Signs of local irritation in both groups are illustrated in Table
2. Indeed, the water showed a more prominent effect on reducing
scaling from the first week of treatment (p = 0.02, between-group analysis),
and this was maintained through to the end of treatment (p = 0.0002, Table
2A). A beneficial effect of the water was also noted on erythema,
but only in terms of tendency (non significant between the groups at any
of the assessment points, Table
2B). No modulating effects on burning or itching could be observed
with the water in the study (Table
2C and D).
The number of patients that necessitated the adjuvant emollient tended
to be less numerous in the water group, i.e. 15 (43%), compared
to the control group, i.e. 22 (65%, p = 0.07, not significant).
Similarly, the mean number of daily applications (± SEM) of retinoic
acid was 28.97 (± 0.97) days with the water, and 26.03 (± 1.48)
days without (p = 0.16, not significant), and premature withdrawals to
local irritation were lower in the water group (1 patient) than the control
group (4 patients). The overall tolerance observed clinically by the investigators
supported this by demonstrating that the water group showed a better tolerance
profile than that of the control group (p = 0.04, Table
3). Finally, the severity of acne lesions in both groups after
the 28 days of treatment (end of the study) showed a significant improvement
in some components of acne (comedones/mycrocysts, and papules/pustules),
but with no significant difference between the two study groups (Table
4). No systemic adverse effects were reported in the two treatment
groups, during the study.
Discussion
Our findings showed that simple application of a water on acne-involved
skin is able to prevent or reduce scaling that often occurs during facial
retinoic acid treatment. Patient-perceived signs such as burning or itching
appeared to be more resistant to the adjuvant treatment with water. Because
frequent failure of topical therapy of acne often results from local intolerance
to the treatment and in loss of patient compliance, the association of
a topical retinoid with water spray might enhance the efficacy/tolerability
ratio of a topical retinoid alone.
Water is able to amend skin dryness by having a rapid hydration capacity
on the superficial layers of the skin. It increases softness and suppleness
of the skin, in a manner that is dependent on its mineral concentration
[5]. Avène water, which has a low mineral content, has also been
shown to be effective in relieving inflammatory intestinal mucosa in some
atopic patients, when taken orally [4]. In the present study, water treatment
was found to have protecting effects against some irritant activity of
retinoids in acne patients. This beneficial activity was significant in
scaling problems produced by retinoid treatment, and not significant on
erythema, burning and itching. The water effect enabled patients to avoid
the need for adjuvant moisturising emollients in some instances. Furthermore,
in this short-term study (4 weeks), water does not appear to alter the
therapeutic action of retinoic acid in acne. However, whether its significant
preventive effect on retinoic acid-induced scaling is due primarily to
its specific properties (i.e. Avène properties), or a non
specific action (i.e. properties of all waters) remains to be determined.
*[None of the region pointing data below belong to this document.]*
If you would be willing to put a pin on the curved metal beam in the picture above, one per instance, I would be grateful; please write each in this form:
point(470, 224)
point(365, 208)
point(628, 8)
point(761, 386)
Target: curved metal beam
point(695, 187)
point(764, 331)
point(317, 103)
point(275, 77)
Also, further studies must be undertaken to verify the clinical advantage
of the water from the physician's point of view as well from the patient's
point of view, especially in comparison to waters with other characteristics.
In conclusion, skin hydration seems to be a promising adjuvant to retinoic
acid treatment of acne, in conjunction with or without an emollient.
Article accepted on 27/4/00
CONCLUSION Acknowledgements
We would like to thank Dr. N. Bizouard and members of the Association
de Recherche en Dermatologie.
This study has been sponsored by the Pierre-Fabre Research Institute.
Two of the authors (K. Vie and P. Dupuy) are employees of this institute.